I know I have a problem, and that some “germs” are essential for immunity building. I also know that there are days I can push through the problem, forcefully, really, just to stay within the healthy threshold of so-called “normal life.” I can sleep in bed with unwashed hair, it’s just not restful sleep. I constantly wrestle with wanting to reduce my water usage and needing to change my sheets every Tuesday or wash my jeans every time I wear them on the train.
These are the sorts of things – emotional ones, mainly — which you can’t put a label on. I live alone in a 300 sq. ft. studio apartment, and spend a good portion of my grocery bills on cleaning supplies. When I initially moved into my fully-furnished apartment, I changed the toilet seat and the mattress. I change my dish sponge once a month, and my microfiber countertop mops once a fortnight. (I feel guilty for tossing them out, so I toss them in the wash and use them as bathroom cleaners before doing a final toss a few weeks later.) I mentioned the weekly sheet change, but what I left out was the monthly pillow wash. Or the daily smartphone sanitizing.

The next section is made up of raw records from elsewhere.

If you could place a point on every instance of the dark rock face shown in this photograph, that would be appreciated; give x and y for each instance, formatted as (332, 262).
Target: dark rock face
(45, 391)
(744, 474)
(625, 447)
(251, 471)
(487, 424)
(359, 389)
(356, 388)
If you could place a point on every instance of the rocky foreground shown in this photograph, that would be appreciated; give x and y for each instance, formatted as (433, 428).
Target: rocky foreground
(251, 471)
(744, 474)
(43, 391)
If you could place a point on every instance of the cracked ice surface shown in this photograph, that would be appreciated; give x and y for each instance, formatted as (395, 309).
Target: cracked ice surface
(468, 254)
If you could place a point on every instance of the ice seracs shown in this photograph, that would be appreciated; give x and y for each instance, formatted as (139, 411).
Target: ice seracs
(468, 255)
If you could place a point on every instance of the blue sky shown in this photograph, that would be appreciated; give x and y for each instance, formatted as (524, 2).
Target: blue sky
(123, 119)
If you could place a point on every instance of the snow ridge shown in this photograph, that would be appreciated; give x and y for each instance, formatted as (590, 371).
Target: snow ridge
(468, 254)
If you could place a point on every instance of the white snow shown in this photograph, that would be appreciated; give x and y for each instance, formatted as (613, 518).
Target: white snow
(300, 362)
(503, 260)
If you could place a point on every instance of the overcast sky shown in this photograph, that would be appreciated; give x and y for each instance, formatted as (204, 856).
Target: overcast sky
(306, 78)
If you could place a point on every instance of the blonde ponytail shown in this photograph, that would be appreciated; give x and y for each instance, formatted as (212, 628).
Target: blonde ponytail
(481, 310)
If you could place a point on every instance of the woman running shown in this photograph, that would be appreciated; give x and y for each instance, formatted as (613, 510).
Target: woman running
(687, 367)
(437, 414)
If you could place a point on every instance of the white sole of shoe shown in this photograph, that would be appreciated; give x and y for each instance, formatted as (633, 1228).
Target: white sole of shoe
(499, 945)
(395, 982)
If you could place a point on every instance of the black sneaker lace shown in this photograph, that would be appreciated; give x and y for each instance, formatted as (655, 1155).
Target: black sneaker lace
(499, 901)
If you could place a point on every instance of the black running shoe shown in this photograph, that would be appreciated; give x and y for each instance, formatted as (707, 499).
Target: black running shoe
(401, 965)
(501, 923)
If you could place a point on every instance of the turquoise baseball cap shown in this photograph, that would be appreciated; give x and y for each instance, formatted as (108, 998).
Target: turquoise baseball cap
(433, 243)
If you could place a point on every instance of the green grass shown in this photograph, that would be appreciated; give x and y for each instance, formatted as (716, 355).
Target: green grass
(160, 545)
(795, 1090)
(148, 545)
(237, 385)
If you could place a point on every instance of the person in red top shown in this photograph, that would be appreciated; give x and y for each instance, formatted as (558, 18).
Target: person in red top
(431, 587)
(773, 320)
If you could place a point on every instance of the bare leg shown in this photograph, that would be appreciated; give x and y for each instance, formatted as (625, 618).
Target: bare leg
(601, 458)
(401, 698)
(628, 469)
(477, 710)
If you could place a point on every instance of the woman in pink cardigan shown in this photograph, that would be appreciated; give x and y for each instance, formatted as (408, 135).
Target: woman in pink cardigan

I don’t know how much I spend on laundry, dry cleaning, washing, sanitizing because it’s second nature to me. As far as I’m concerned, there is no other choice. I can tell you that my Amazon wishlist consists of close to $1,200 worth of cleaning supplies, the most of which is the Dyson V-10, which is nearly $700, and the least of which is two 100-pack of microfiber cloths. Or the $200 dollars a week I used to spend on therapy which I attended not to treat my mysophobia, but since it happened to come up one session, low-and-behold I suddenly became the titular character on Monk. (Which is to say, my fear of germs is rooted in something deeper.)
I can budget for these costs, though. They’re manageable. It’s the unexpected things that really take it out of me. For me, being “blessed by a bird” on the day of a pitch doesn’t mean just changing into my spare shirt. I’d feel gross. Instead, I book it home, splurging on an UberX ride instead of the more time-consuming Uber Pool, showering, washing my hair because I can’t not be an equal level of clean all over, reapplying my makeup, and rushing back.
Admittedly, when I sat down to actually write this post, I was hesitant. I’ve exposed a lot of myself in my writing, but this is something I’m less open with. Even with friends, family, exes — they know I have some issues with germs and hygiene, but they’ve no idea to what extent. I think that’s partly because I don’t let on how much certain things irk me, and partly because I wait to do things like re-wash dishes washed by them until the coast is clear.
Before I tried my hand at writing, I was headed into a career in geology. As an undergraduate, I’d take several field trips each semester, most of which involved camping in the outdoors and, generally, being okay with things not being entirely “clean.” So much so, that when I’d return from field trips, the basic cleanliness expected by society actually took some getting used to. I know I can unlearn my quirks in the right circumstances, but I also know that, for now, this is something imperative to who I am and I just have to bear the costs until I put in the mental effort to change.
Akanksha Singh is a writer, editor, and culture junkie.